Vancouver-based artist Gabrielle L’Hirondelle Hill works across various disciplines to reflect on knowledges and economies that provide alternatives to dominant modes of thinking. Interested in how value is ascertained, Hill examines systems of exchange, circulation, and ownership that shape the way we arrive at determining meaning. Synthesizing an affective approach to materials that considers their social histories, Hill’s works build new structures grounded in ideas of kinship and plenitude.
At Mercer Union, the artist’s exhibition takes up the ideology, experience, and practice of motherhood through its manifold signifiers. Hill uses found materials including blackberries, hair, silk tissue and photocopied magazines, to construct an aesthetic in which memory and place are centred. M***** draws resonances between 16mm film stock and collage to consider the particular ability of each to embalm and encapsulate a cyclical experience of time. A series of sculptures made of disassembled umbrella frames reference ideas and sensations related to conception: images of spores, parasites, and body orifices are suspended from the armatures, contributing toward a visceral understanding of reproduction. New drawings on silk tissue are soaked in blackberry ink, the seams lightly sutured with film tape. Elsewhere in the gallery, this pictorial surface reoccurs as a set of projections within a looping, cameraless film installation.
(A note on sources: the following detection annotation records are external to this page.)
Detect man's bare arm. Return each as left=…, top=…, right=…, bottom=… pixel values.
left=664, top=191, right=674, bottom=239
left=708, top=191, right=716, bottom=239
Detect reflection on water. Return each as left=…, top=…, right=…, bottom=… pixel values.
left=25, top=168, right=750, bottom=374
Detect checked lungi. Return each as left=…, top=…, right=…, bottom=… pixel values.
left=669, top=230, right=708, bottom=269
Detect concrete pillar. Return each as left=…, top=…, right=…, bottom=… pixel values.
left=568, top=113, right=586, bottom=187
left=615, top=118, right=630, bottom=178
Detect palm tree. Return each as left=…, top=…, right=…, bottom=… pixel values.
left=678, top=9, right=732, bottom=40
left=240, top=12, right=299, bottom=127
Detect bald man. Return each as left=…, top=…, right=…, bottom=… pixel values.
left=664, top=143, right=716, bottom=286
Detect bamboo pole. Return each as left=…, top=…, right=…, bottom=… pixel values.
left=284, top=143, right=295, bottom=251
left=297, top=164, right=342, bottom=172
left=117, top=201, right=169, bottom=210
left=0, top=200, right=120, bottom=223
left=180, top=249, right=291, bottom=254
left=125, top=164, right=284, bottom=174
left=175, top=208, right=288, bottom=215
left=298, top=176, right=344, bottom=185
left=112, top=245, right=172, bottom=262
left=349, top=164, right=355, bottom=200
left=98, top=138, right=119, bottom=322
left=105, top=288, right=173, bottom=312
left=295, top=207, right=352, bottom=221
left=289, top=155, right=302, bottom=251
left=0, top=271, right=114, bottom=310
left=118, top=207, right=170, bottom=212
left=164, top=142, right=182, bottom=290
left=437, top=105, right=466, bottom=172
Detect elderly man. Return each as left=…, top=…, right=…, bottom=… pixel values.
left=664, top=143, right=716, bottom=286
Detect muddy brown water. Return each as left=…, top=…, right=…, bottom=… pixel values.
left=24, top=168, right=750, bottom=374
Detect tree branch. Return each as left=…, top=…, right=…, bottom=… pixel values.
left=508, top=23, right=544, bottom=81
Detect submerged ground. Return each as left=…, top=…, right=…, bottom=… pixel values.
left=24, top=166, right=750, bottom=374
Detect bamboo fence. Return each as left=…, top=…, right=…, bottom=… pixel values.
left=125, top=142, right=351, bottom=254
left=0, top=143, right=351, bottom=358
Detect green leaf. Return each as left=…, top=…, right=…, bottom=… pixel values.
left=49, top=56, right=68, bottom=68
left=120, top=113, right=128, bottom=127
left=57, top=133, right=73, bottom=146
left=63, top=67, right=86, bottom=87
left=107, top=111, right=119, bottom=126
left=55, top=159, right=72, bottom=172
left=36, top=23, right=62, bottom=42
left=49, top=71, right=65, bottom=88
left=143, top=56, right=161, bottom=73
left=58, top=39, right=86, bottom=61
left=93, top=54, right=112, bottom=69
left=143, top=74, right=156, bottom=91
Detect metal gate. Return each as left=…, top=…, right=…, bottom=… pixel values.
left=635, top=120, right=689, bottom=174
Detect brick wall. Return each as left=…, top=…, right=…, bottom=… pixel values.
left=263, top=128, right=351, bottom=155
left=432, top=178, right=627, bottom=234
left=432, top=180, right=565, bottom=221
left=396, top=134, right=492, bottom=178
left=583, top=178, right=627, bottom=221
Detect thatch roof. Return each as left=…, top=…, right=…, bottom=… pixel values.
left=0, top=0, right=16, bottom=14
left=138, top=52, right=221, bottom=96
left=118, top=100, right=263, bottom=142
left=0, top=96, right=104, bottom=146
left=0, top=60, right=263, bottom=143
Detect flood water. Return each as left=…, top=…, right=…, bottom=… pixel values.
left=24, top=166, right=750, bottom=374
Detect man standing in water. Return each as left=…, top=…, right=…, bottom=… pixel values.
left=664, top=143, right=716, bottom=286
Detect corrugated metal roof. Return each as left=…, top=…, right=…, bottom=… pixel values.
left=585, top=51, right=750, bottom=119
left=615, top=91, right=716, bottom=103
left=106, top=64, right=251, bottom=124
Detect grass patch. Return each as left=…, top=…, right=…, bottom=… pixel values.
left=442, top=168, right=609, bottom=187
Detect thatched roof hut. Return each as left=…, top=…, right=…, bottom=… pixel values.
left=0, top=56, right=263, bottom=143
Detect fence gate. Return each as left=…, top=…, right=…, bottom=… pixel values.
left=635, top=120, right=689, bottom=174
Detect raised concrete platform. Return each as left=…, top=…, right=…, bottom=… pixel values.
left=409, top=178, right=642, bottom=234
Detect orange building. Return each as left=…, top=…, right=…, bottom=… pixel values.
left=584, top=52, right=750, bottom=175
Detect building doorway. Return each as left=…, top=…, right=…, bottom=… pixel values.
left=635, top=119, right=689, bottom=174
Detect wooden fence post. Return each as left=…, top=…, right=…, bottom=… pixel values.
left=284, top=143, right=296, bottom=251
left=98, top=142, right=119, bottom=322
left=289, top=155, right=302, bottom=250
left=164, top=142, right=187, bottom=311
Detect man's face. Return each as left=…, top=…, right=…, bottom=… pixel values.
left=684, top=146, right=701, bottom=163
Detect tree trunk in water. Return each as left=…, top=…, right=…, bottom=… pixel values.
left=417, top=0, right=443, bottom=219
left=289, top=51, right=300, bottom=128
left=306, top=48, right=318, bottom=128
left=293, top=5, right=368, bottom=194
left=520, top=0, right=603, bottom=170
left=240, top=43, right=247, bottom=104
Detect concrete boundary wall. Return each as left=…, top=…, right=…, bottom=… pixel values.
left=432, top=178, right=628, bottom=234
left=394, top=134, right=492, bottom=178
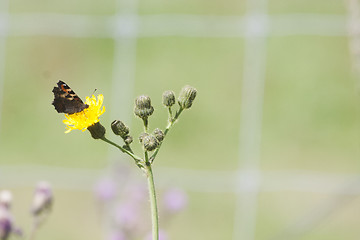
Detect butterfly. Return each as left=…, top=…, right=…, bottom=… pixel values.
left=52, top=81, right=89, bottom=114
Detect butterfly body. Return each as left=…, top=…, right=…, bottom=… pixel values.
left=52, top=81, right=89, bottom=114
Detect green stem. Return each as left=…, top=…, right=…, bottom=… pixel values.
left=145, top=163, right=159, bottom=240
left=100, top=136, right=142, bottom=163
left=150, top=108, right=184, bottom=163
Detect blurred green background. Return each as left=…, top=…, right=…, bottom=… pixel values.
left=0, top=0, right=360, bottom=240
Across the exhibition, Hill brings together a body of work that speaks to motherhood as both a corporeal and disembodied experience, with the capacity to transcend linear time through the bonds it forms. Of particular interest are the social readings surrounding procreation, the silent “M” of the exhibition title pointing to the denigration that is oft attributed to feminine labour and parenthood. Between the tethers of the inconsequential and the insurmountable, Hill’s revaluation of motherhood locates within it a network of care, one that can bear, endure, and reshape its own incommensurability.